Just like Excel handles your basics (when it isn't crashing), and just like Apple Notes now tries to solve your math every time you type an equal sign, Filly has all your fundamentals covered off natively. SQL lets us fly through the standard stuff; means, medians, and modes, at lightning speed. While a single massive $50k grant can skew mean and make your donor base look wealthier than it is, Filly can instantly pivot to find the median, showing you what a typical supporter actually looks like. It also handles the measures of spread, like Standard Deviation, which tells you if your revenue is steady and predictable or if it’s wildly volatile. Instead of just seeing a total, you’re seeing the health and stability of your fundraising.

But the real magic of SQL is in joining, grouping, and filtering. It allows Filly to "slice" your data into geographic or demographic buckets instantly. Want to see which postcodes are driving the most volunteer sign-ups? Or which specific campaigns are attracting recurring donors versus one-off givers? SQL does this by sorting through the noise to find the "peak" frequency (the mode). This is the foundation of every Filament dashboard; it takes a giant pile of raw information and organizes it into a comprehensive scorecard for your mission. It enables you to see straight up exactly what you've achieved.

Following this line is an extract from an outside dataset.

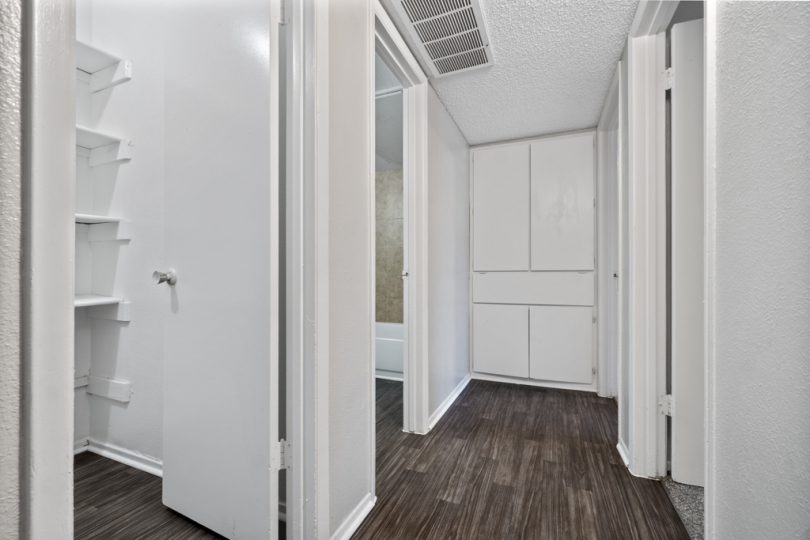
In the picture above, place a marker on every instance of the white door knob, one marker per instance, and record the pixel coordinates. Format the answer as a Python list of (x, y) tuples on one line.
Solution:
[(169, 276)]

Inferential Statistics: What’s Next?

I’m hesitant to use the word predicting here. As a data purist it feels a little misleading. Inferential statistics takes a slice of your data and uses it to make an educated guess about a larger group, or a future outcome.

Using SQL, one of the ways Filly can help you do this is looking for correlations. For example: "Does spending more on Facebook ads result in more recurring donors?” (Or are we just lighting money on fire by sending it to the billionaires who should be promoting causes like ours for free).

One of the main ways we handle this in SQL is through linear regression. Don't let the name scare you, it’s just a way of drawing a straight line through a bunch of messy data points to see which way it’s trending. While simplistic, linear regression is an easy, effective way to identify what direction things are going in: are donations increasing? Is churn decreasing? More complex regression analysis is realistically beyond the norm for SQL, but we’re looking at how we can tackle this by bringing in a Python connection (soon, hopefully!).

If Filly shows you a trend line, it’s making an inference. It’s saying, "Based on the last six months of data (facts), we can infer that next month will look like X." It’s not a 100% guarantee (because, again, the world is chaotic), but it’s better than just vibing your way through a budget meeting.

Why does this matter?

When you’re using Filament, understanding the broad capabilities of SQL will help you know what to ask, and how to make the most out of the tool. The biggest hurdle (especially in a sector that’s often run on passion alone) is to break away from impact metrics that you’ve sort of made up, towards documented methodology so Filly can take over that work for you.